Friday, October 17, 2008

NASA: Hubble Down For At Least A Week

NASA's Hubble Space Telescope plunged back into a scientific coma this week after engineers successfully switched on a critical back-up control unit that had not been turned on since the observatory was launched in 1990.

A subsequent computer problem sent the telescope into a coma-like mode, but project managers say engineers should be able to sort through the trouble and get NASA's flagship observatory back into scientific observations by late next week.

"We remain optimistic at this time for recovering full science operations," said Jon Morse, director of the astrophysics division at NASA Headquarters in Washington, D.C. "But even these best laid plans can encounter some unanticipated difficulties."

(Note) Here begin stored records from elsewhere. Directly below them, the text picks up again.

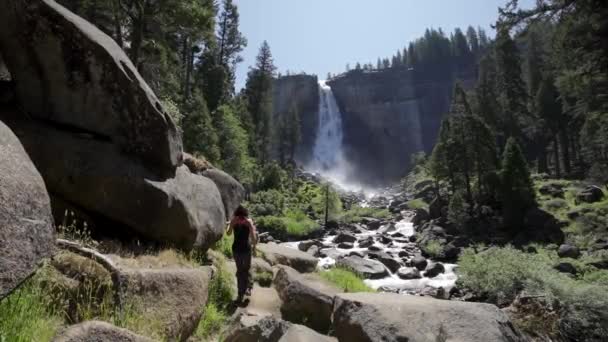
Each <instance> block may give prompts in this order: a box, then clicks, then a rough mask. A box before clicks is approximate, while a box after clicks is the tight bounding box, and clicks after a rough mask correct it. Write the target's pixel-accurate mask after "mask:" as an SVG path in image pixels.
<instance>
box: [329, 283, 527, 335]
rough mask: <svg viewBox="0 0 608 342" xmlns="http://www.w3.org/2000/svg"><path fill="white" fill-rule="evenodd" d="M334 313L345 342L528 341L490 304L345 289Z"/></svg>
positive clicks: (334, 333)
mask: <svg viewBox="0 0 608 342" xmlns="http://www.w3.org/2000/svg"><path fill="white" fill-rule="evenodd" d="M333 317H334V321H333V331H334V335H335V336H336V337H337V338H338V340H340V341H349V342H364V341H365V342H369V341H378V342H380V341H395V342H397V341H467V342H519V341H526V339H525V338H524V337H523V336H522V335H521V334H520V333H519V332H518V331H517V330H516V329H515V328H514V327H513V325H512V324H511V322H510V321H509V319H508V317H507V316H506V314H504V313H503V312H502V311H500V309H498V308H497V307H496V306H494V305H491V304H481V303H467V302H456V301H445V300H437V299H432V298H428V297H418V296H403V295H399V294H392V293H344V294H338V295H336V297H335V298H334V310H333Z"/></svg>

Added senior Hubble systems manager Art Whipple: "It was not unexpected that there might be issues."

The 12-ton telescope shut itself down after engineers had gone through a complicated effort to activate a back-up instrument control and data formatting unit.

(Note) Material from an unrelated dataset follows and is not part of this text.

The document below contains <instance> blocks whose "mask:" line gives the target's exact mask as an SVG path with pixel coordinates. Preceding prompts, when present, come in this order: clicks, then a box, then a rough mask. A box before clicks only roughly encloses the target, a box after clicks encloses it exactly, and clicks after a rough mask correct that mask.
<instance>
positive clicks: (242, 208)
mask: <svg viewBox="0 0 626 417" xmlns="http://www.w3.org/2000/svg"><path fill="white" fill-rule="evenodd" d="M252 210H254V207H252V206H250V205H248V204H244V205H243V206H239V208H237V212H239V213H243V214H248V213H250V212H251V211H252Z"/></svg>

The prime unit failed Sept. 27, and Hubble automatically shut down science observations from all of its primary science instruments.

The failure prompted NASA to delay the planned Oct. 14 launch of NASA's fifth and final Hubble servicing mission so that a spare could be readied for flight. Seven astronauts will fly the mission aboard shuttle Atlantis in February.

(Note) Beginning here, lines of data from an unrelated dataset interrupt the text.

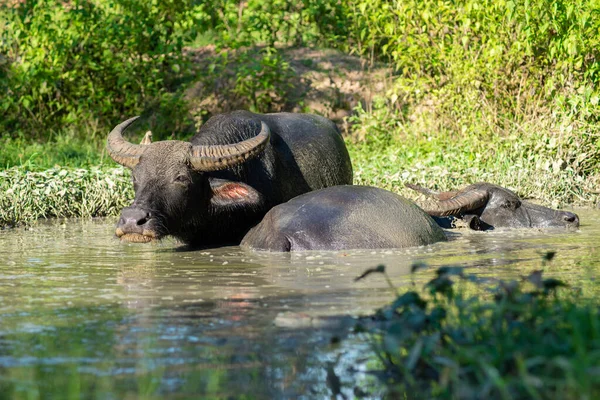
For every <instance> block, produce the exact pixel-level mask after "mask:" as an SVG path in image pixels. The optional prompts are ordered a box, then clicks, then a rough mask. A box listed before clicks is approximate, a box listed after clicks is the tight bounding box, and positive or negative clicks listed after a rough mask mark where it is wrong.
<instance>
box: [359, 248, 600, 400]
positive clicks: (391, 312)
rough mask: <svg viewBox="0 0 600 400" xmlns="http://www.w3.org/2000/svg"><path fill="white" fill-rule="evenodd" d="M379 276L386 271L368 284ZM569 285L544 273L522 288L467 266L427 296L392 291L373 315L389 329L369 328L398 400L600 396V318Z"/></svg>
mask: <svg viewBox="0 0 600 400" xmlns="http://www.w3.org/2000/svg"><path fill="white" fill-rule="evenodd" d="M553 256H554V253H553V252H550V253H548V254H547V255H546V256H545V258H546V260H548V259H551V258H552V257H553ZM545 262H546V261H545ZM420 267H422V266H418V265H417V266H415V267H413V272H414V271H415V270H416V269H418V268H420ZM372 272H379V273H383V274H385V269H384V267H383V266H379V267H378V268H374V269H372V270H370V271H367V273H365V274H364V275H363V277H364V276H365V275H368V274H369V273H372ZM361 278H362V277H361ZM456 279H459V280H460V283H461V284H460V285H458V288H457V287H456V286H457V283H456V282H455V280H456ZM388 282H389V279H388ZM473 285H478V288H477V290H475V294H474V295H468V294H467V293H468V292H469V291H471V292H473V290H471V289H473V287H472V286H473ZM562 286H565V285H564V284H563V283H562V282H561V281H558V280H556V279H552V278H548V279H544V278H543V277H542V270H538V271H535V272H533V273H531V274H530V275H529V276H527V277H523V280H522V281H521V282H517V281H505V280H495V279H486V278H480V277H478V276H477V275H471V274H466V273H465V272H464V271H463V268H462V267H442V268H439V269H438V270H437V273H436V277H435V278H434V279H432V280H430V281H429V282H428V283H427V284H425V286H424V289H423V291H422V292H419V291H408V292H406V293H404V294H402V295H399V294H398V292H397V290H396V289H395V288H394V287H393V286H391V289H392V290H393V292H394V294H395V296H397V298H396V299H395V300H394V301H393V302H392V303H391V304H390V305H389V306H387V307H385V308H383V309H381V310H380V311H379V312H378V313H377V314H376V318H377V319H378V320H379V321H380V322H381V326H383V327H384V328H382V329H381V330H376V329H375V328H369V329H370V335H369V336H370V337H371V339H372V340H373V344H374V350H375V352H376V354H377V359H378V360H379V361H378V363H377V364H378V366H379V367H380V368H383V370H384V371H385V374H382V375H381V376H385V377H386V379H387V381H386V384H387V385H388V386H389V390H390V392H391V393H390V394H391V396H392V397H394V398H396V397H397V398H404V397H405V396H406V394H407V393H410V396H409V397H418V398H434V397H435V398H461V399H480V398H486V399H487V398H489V399H547V398H561V399H593V398H596V397H597V396H598V394H599V393H600V378H599V375H598V373H597V372H598V371H597V366H598V363H599V362H600V340H599V339H600V313H599V311H598V308H597V307H596V306H594V305H592V304H590V302H589V299H585V298H583V297H582V296H581V295H579V294H577V293H574V292H572V291H571V292H568V293H562V292H559V293H557V292H558V291H559V290H560V289H562V288H561V287H562ZM482 288H485V289H486V290H488V291H489V292H491V294H489V295H485V294H484V293H485V292H484V291H483V290H482ZM359 328H360V327H359ZM362 329H366V328H362Z"/></svg>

In a bid to restart science observations in the meantime, engineers went through a complicated process to turn on Hubble's back-up instrument control and data formatting unit.

Forty to 50 engineers at the Space Telescope Operations Control Center at Goddard Space Flight Center in Greenbelt, Md., sent thousands of computer commands to reconfigure 11 different electronics units aboard the observatory.

Whipple said all that work went well. It wasn't until engineers began to restart Hubble's slumbering science instruments that trouble cropped up.

The observatory's main planetary camera and its cryogenically cooled near-infrared camera both came back online. But then an incorrect voltage level was detected when commands were sent to power up the Advanced Camera for Surveys and the instrument automatically shut down.

A few hours later, Hubble main flight computer sensed a loss of "keep-alive" power from a NASA Standard Spacecraft Computer that plays a critical role in operating telescope instruments. All of the main instruments automatically shut down as a result.

Hubble still can perform astrometry -- the science of measuring the precise positions of celestial objects in space -- with its Fine Guidance Sensor. But science observations otherwise are suspended until engineers can resolve the problems.

Whipple said engineers and scientists are pouring over data dumped by Hubble computers in an effort to ferret out the root cause of the trouble. He said he expects the observatory can be brought back online by the end of next week.

Hubble's longest shutdown to date: six weeks. That's the length of time the telescope was out of commission prior to a servicing mission in December 1999.